Donc, ça va bien à Montréal.

L’impact le plus direct de cette croissance – et de la stratégie économique de l’équipe Bourque/Fortier – est d’abord et avant tout social.

Soudain, des citoyens se sont découvert des voisins. Soudain, ils ont le goût de jouer leur rôle de citoyens. C’est un plus pour la démocratie! Car la participation populaire est l’ingrédient numéro un de toute action démocratique.

À Montréal, ce n’est pas compliqué: à chaque projet, son groupe d’opposants. Un projet de condos et hop! ça sort des chaumières.

Pourquoi? Parce que tous les promoteurs immobiliers à Montréal sont des ratoureux? Pas nécessairement. C’est juste que les citoyens de Montréal ne font pas confiance à la démocratie de mortier de l’administration municipale. Une démocratie qui s’exprime à coups de briques et de truelles.

«Cette ville a trop souffert de sous-développement», répète sans cesse Pierre Bourque. (Ça, c’est vrai.) «Et ce n’est pas une bande de mécontents, qui sont jamais contents de toute façon, qui va nous empêcher de développer cette ville.»

C’est là que ça touche là où ça fait mal. Pas le temps d’attendre, ni de le regarder: le train du développement passe à 7 h, et à 7 h 01, il sera trop tard, nous dit Bourque.

C’est ça, la démocratie de mortier: vos gueules, les mouettes, on construit! Et c’est avec la démocratie de mortier que sont apparus l’ancien édifice de l’École de technologie supérieure, l’Institut d’hôtellerie, le Palais des congrès, le palais de justice, les tours d’habitations autour du parc La Fontaine…

De deux choses l’une: soit que la Ville est paranoïaque, ou bien complètement vendue à la cause des développeurs. Parce qu’au fond, tout ce que les citoyens veulent, c’est être rassurés. Pas arrêter le développement. Avoir la preuve que le projet, dans sa version finale, n’est pas une aberration. Après, la vie continuerait.

Le cas du projet Atwater
Parmi les dizaines de cas de contestation par les citoyens, il y a celui situé près du marché Atwater.
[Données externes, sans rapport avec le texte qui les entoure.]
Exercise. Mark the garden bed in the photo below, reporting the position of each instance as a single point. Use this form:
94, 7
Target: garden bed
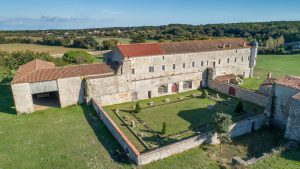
186, 114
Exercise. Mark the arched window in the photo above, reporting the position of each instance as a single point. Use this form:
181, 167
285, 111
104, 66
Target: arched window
187, 85
163, 89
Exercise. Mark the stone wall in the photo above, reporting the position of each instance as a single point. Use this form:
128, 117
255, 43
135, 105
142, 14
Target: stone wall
241, 93
42, 87
283, 99
237, 129
22, 97
293, 123
71, 91
129, 148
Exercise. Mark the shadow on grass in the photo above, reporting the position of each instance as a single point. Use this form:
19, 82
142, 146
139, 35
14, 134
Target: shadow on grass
104, 136
6, 100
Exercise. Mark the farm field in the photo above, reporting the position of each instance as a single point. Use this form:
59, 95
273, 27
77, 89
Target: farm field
121, 40
183, 117
36, 48
74, 137
278, 65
Des citoyens, mais surtout l’opposition, tentent par tous les moyens d’arrêter la machine qui permettrait la construction d’un complexe commercial et résidentiel. À tout le moins, le temps d’en fouiller les tenants et les aboutissants. Voir, par exemple, si le marché Atwater est menacé, ou, au contraire, si le projet est viable compte tenu du voisinage avec le marché Atwater.
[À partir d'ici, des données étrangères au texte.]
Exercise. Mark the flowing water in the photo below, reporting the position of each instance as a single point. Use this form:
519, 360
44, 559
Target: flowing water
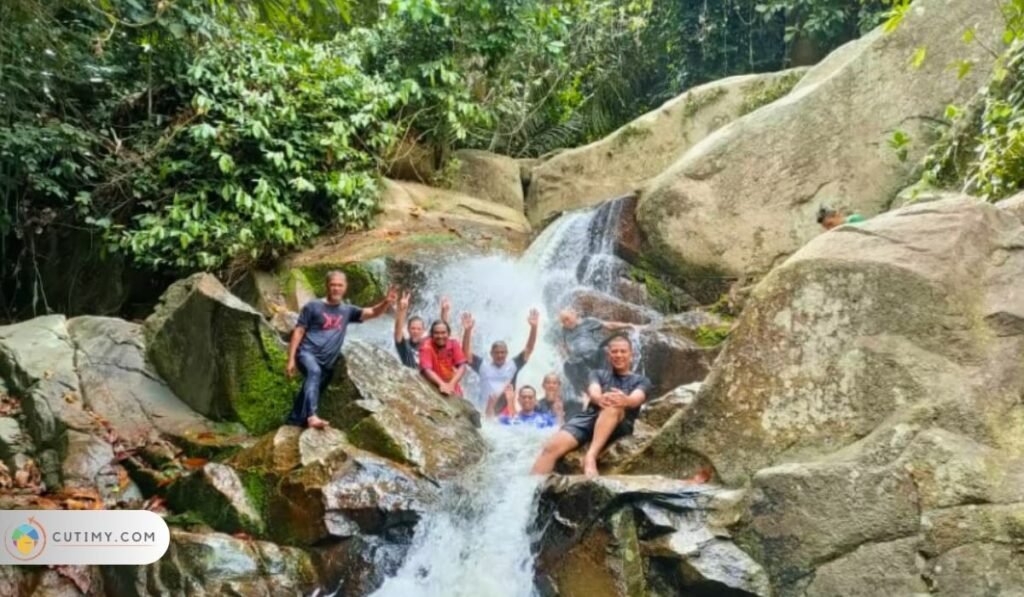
476, 542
Dans ce cas-ci, l’opposition a tenté de mêler les cartes: elle attaque la crédibilité du projet Atwater, en l’associant au présumé conflit d’intérêts de Gerry Weiner, le conseiller de Pierre Bourque contre lequel pèse toujours une enquête de la SQ.
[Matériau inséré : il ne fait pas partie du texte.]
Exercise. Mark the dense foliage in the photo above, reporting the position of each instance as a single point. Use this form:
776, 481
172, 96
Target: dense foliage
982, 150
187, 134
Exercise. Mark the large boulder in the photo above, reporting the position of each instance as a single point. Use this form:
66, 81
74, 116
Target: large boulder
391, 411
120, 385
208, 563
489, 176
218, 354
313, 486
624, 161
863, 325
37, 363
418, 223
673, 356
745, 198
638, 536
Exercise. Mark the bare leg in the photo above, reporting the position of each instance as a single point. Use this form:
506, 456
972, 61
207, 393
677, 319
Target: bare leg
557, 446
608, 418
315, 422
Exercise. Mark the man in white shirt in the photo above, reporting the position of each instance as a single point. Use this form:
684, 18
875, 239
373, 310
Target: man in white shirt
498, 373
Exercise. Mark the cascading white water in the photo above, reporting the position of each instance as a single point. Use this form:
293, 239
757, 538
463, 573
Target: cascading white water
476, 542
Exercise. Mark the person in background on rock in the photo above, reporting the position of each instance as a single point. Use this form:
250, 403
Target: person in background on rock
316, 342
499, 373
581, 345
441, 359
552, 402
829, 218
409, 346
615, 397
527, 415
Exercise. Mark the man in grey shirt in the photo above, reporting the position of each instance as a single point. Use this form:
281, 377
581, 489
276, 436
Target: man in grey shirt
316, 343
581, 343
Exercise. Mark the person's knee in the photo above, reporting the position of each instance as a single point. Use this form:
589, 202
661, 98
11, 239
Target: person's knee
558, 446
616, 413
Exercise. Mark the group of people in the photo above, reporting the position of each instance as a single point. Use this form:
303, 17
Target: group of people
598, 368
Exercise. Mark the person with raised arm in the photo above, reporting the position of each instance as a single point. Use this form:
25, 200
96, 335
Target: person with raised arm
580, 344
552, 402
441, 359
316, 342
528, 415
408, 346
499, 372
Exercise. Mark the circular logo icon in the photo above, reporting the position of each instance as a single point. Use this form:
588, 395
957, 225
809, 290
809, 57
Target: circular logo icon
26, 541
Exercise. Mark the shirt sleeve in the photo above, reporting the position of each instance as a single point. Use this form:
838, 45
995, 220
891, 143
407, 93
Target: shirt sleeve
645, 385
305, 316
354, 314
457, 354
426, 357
Qu’il y ait conflit d’intérêts ou non, cela ne change rien à la valeur du projet. Que Vision Montréal soit amicalement intéressé au projet ne le rend pas plus, ni moins, intéressant.

Il faut le juger d’abord au mérite, et oublier les intrigues de palais. Quant au conflit d’intérêts présumé, comme dirait l’ami Fidel au bien nommé sauteur cubain Sotomayer (celui qui a confondu coke et poudre antigratouille Gold Pound aux Jeux Panam): «Il y a sûrement une explication, p’tit.»

Mais en attendant l’explication, voyons d’abord le mérite. Il y en a sûrement, du mérite, sinon comment expliquer l’empressement de la Ville à accepter cet autre ensemble condos/commerces? Ah oui! le conflit d’intérêts… On s’en fout pour le moment, je vous dis. Présentement, il y a des gens bien plus compétents que nous qui scrutent la chose – comme la SQ.

Mais le projet, lui, est-il bien? Mystère et boule de gomme.

Paraît-il qu’on le saura à l’usure, puisque la Ville – enfin, la commission de développement, qui est monopolisée par les conseillers de Vision Montréal – l’a accepté sans plus de discussions.

On l’attend avec une brique pis un fanal.